The mission of LDS is to conduct cutting-edge research that can better “understand and analyze actual phenomena” from data. We work closely on the research fields of information retrieval (SIGIR, WWW, CIKM), data mining (KDD, WSDM), natural language processing (ACL, EMNLP), machine learning (NeurIPS, ICML, ICLR), multimedia (ACM MM, CVPR, ICCV), and more generally, artificial intelligence (AAAI, IJCAI). Current research interests are primarily on deep learning, graph learning, meta learning, and causal inference, with particular applications on recommender systems, dialog systems, knowledge graphs, and financial technologies (Fintech).
Congratulations to Zihao Zhao, Wentao Shi, Tianhao Shi, Yiyan Xu, Yuyue Zhao, Jiayi Liao, Jiaju Chen and all the collaborators for their papers at SIGIR'24 on generative recsys, fairness, causal rec, ood generalization, gnn explanation, etc.

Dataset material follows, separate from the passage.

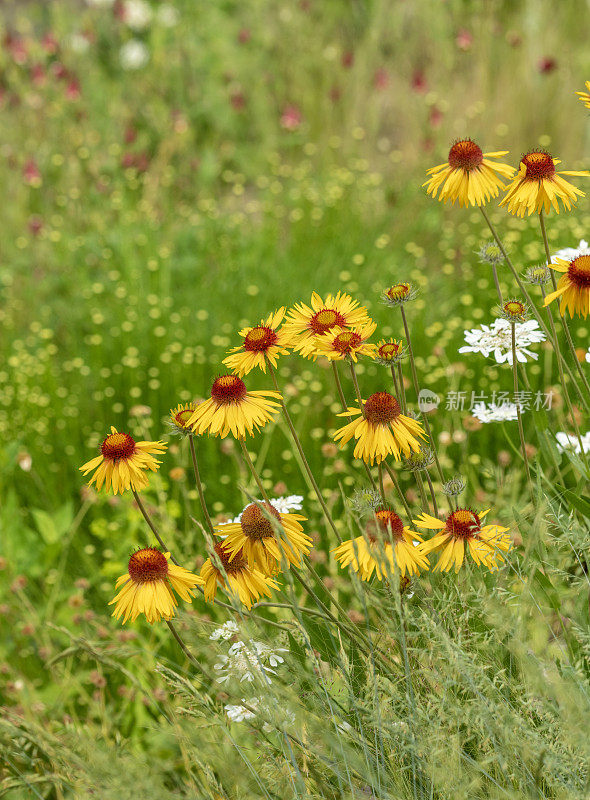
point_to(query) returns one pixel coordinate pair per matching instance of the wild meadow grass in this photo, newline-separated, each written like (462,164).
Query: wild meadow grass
(172,181)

Congratulations to Shuxian Bi, Wentao Shi, Meng Jiang, Junfeng Fang, Yongduo Sui, Yuan Gao, Xinyuan Zhu and all the collaborators for their papers at WWW'24 on LLM-based recommendation, graph condensation, and proactive recommendation.
Congratulations to Sihang Li, Haoxuan Li and all the collaborators for their papers at AAAI'24 on LLM for molecule and recommendation debiasing.
Congratulations to Xingyu Zhu, Jiayi Liao and all the collaborators for their papers at AAAI'24 on few-shot learning and text-to-image generation.